Ever been to Strasburg?"
"No."
"Man, that's the town. And the girls in that costume.... Whee!"
"Say, you're from San Francisco, aren't you?"
"Sure."
"Well, I wonder if you knew a fellow I knew at training camp, a kid
named Fuselli from 'Frisco?"
"Knew him! Jesus, man, he's the best friend I've got.... Ye don't know
where he is now, do you?"
"I saw him here in Paris two months ago."
"Well, I'll be damned.... God, that's great!" Al's voice was staccato
from excitement. "So you knew Dan at training camp? The last letter from
him was 'bout a year ago. Dan'd just got to be corporal. He's a damn
clever kid, Dan is, an' ambitious too, one of the guys always makes
good.... Gawd, I'd hate to see him this way. D'you know, we used to see
a hell of a lot of each other in 'Frisco, an' he always used to tell me
how he'd make good before I did. He was goddam right, too. Said I was
too soft about girls.... Did ye know him real well?"

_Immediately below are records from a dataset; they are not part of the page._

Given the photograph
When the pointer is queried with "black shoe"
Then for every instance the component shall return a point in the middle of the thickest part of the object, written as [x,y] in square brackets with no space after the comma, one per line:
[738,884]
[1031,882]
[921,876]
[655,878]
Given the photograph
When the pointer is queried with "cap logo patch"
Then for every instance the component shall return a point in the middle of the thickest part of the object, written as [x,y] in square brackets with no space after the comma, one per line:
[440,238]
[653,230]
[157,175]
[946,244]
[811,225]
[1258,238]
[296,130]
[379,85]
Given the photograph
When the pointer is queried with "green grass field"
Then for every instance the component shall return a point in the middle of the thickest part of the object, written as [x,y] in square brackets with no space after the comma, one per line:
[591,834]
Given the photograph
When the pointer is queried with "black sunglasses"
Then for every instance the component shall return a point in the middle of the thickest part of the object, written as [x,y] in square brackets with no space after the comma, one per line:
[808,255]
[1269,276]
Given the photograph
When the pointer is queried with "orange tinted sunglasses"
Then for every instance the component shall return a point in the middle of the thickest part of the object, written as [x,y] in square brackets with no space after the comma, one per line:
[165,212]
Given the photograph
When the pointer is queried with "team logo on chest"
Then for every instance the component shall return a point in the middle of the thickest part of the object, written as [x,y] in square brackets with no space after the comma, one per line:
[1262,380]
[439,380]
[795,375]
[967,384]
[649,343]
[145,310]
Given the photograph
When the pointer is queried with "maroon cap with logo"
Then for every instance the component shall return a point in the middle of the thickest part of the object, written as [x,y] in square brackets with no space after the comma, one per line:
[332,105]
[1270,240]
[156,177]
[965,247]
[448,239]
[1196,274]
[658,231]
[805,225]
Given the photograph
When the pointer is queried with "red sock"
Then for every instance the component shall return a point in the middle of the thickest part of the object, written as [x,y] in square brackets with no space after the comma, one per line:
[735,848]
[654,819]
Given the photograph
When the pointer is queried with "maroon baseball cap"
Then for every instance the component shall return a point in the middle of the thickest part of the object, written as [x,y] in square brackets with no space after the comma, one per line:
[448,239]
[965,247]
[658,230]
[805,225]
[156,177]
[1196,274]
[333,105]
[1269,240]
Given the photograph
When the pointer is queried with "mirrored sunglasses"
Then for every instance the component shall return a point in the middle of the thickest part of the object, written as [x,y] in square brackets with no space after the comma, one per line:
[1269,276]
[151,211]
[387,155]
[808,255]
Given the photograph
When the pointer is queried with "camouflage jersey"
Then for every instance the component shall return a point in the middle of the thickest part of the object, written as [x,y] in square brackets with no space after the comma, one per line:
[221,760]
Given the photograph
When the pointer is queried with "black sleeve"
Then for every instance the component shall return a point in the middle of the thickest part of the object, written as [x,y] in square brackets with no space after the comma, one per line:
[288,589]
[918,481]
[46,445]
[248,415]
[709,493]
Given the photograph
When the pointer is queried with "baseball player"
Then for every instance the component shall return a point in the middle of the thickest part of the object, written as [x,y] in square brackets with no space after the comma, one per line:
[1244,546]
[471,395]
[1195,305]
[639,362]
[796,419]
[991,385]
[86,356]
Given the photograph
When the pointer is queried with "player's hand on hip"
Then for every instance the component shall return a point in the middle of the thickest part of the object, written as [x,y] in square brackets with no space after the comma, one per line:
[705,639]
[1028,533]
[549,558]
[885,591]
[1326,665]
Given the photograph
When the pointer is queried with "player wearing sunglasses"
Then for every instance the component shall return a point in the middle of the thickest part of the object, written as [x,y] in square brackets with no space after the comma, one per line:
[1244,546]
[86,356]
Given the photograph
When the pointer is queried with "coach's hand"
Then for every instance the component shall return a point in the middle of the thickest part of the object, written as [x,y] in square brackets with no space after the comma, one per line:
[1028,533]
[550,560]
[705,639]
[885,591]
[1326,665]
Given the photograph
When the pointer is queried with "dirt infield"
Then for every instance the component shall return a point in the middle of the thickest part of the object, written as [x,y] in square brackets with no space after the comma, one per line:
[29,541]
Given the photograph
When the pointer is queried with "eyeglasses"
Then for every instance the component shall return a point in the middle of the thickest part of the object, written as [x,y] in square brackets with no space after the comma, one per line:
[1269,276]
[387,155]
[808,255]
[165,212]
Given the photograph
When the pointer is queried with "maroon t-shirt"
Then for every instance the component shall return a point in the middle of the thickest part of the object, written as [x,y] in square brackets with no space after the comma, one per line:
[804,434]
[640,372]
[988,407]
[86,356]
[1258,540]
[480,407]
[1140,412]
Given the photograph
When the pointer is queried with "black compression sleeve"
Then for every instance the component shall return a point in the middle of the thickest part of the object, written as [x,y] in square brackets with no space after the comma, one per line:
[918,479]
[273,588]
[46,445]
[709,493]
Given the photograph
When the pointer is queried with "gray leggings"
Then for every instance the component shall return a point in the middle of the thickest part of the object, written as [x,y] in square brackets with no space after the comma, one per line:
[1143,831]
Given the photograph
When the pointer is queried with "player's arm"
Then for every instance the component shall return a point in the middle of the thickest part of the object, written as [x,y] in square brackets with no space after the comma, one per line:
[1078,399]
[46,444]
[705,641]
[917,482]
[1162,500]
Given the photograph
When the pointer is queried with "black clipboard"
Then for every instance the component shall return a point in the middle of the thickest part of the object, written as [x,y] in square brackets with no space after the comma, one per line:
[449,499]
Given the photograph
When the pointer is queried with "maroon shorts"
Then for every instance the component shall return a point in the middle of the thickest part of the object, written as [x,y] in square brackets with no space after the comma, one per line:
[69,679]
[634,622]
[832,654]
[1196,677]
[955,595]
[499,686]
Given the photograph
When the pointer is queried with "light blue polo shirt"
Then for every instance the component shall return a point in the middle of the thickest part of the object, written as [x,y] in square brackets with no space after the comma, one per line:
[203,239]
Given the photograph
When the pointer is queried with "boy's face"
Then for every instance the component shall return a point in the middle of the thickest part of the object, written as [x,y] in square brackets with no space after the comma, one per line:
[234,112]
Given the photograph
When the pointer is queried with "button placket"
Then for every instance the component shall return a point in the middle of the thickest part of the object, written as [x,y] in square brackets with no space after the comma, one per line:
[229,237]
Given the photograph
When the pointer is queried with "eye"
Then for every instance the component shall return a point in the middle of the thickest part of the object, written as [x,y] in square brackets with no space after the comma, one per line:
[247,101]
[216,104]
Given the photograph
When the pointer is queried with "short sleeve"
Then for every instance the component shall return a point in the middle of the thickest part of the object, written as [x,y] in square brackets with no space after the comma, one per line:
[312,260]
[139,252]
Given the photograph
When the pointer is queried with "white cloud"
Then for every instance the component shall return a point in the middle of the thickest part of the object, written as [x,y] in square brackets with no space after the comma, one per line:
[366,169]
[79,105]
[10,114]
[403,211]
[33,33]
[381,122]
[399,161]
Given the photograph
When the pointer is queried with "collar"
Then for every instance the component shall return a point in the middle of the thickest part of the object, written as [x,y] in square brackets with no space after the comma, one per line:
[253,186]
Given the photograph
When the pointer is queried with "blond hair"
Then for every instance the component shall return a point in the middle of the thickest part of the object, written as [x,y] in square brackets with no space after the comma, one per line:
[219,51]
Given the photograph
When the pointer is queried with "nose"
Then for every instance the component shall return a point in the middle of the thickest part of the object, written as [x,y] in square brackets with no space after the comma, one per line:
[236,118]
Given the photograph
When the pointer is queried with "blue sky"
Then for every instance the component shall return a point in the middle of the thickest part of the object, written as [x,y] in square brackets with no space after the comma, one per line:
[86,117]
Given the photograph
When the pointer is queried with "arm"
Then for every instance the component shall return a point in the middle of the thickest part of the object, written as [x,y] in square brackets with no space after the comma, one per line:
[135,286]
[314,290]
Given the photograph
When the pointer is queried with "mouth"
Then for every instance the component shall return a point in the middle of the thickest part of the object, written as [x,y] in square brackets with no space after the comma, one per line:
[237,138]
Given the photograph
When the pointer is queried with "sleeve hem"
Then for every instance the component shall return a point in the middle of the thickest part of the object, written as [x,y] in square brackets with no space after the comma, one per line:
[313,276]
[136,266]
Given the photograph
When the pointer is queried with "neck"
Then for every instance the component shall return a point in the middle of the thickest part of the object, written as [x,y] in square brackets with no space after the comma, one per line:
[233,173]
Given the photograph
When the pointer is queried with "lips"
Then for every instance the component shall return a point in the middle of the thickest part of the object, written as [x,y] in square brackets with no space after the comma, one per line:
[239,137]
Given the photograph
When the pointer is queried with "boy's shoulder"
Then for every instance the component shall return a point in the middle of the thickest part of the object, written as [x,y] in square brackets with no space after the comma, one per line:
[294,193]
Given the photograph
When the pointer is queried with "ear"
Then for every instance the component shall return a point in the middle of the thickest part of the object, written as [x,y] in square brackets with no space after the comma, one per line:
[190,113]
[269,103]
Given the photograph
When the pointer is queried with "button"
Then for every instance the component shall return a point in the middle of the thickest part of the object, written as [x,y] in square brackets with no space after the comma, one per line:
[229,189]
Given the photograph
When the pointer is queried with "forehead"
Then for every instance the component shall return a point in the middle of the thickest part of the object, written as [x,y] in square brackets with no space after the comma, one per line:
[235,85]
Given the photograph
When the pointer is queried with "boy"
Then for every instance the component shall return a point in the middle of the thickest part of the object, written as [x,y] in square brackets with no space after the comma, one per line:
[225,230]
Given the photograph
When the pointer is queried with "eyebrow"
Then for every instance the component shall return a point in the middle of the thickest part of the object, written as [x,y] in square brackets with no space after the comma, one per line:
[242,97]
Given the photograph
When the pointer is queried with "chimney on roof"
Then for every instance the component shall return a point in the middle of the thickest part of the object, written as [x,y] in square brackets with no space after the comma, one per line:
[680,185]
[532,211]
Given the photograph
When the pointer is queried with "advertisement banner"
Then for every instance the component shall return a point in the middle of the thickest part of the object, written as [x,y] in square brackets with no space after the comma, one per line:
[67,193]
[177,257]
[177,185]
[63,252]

"Yes. I even remember that he used to tell me about a fellow he knew who
was called Al.... He used to tell me about how you two used to go down
to the harbor and watch the big liners come in at night, all aflare with
lights through the Golden Gate. And he used to tell you he'd go over to
Europe in one, when he'd made his pile."
"That's why Strasburg made me think of him," broke in Al, tremendously
excited. "'Cause it was so picturesque like.... But honest, I've tried
hard to make good in this army. I've done everything a feller could. An'
all I did was to get into a cushy job in the regimental office.... But
Dan, Gawd, he may even be an officer by this time."
"No, he's not that," said Andrews. "Look here, you ought to keep quiet
with that hand of yours."
"Damn my hand. Oh, it'll heal all right if I forget about it. You
see, my foot slipped when they shunted a car I was just climbing into,
an'...I guess I ought to be glad I wasn't killed. But, gee, when I think
that if I hadn't been a fool about that girl I might have been home by
now...."
"The Chink says they're putting up barricades on the Avenue Magenta."
"That means business, kid!"
"Business nothin'," shouted Slippery from where he and Chrisfield leaned
over the dice on the tile floor in front of the window. "One tank an'
a few husky Senegalese'll make your goddam socialists run so fast
they won't stop till they get to Dijon.... You guys ought to have more
sense." Slippery got to his feet and came over to the bed, jingling the
dice in his hand. "It'll take more'n a handful o' socialists paid by the
Boches to break the army. If it could be broke, don't ye think people
would have done it long ago?"
"Shut up a minute. Ah thought Ah heard somethin'," said Chrisfield
suddenly, going to the window.
They held their breath. The bed creaked as Al stirred uneasily in it.
"No, warn't anythin'; Ah'd thought Ah'd heard people singin'."
"The Internationale," cried Al.
"Shut up," said Chrisfield in a low gruff voice.
Through the silence of the room they heard steps on the stairs.
"All right, it's only Smiddy," said Slippery, and he threw the dice down
on the tiles again.
The door opened slowly to let in a tall, stoop-shouldered man with a
long face and long teeth.
"Who's the frawg?" he asked in a startled way, with one hand on the door
knob.
"All right, Smiddy; it ain't a frawg; it's a guy Chris knows. He's taken
his uniform off."
"'Lo, buddy," said Smiddy, shaking Andrews's hand. "Gawd, you look like
a frawg."
"That's good," said Andrews.
"There's hell to pay," broke out Smiddy breathlessly. "You know Gus
Evans and the little black-haired guy goes 'round with him? They been
picked up. I seen 'em myself with some M. P.'s at Place de la Bastille.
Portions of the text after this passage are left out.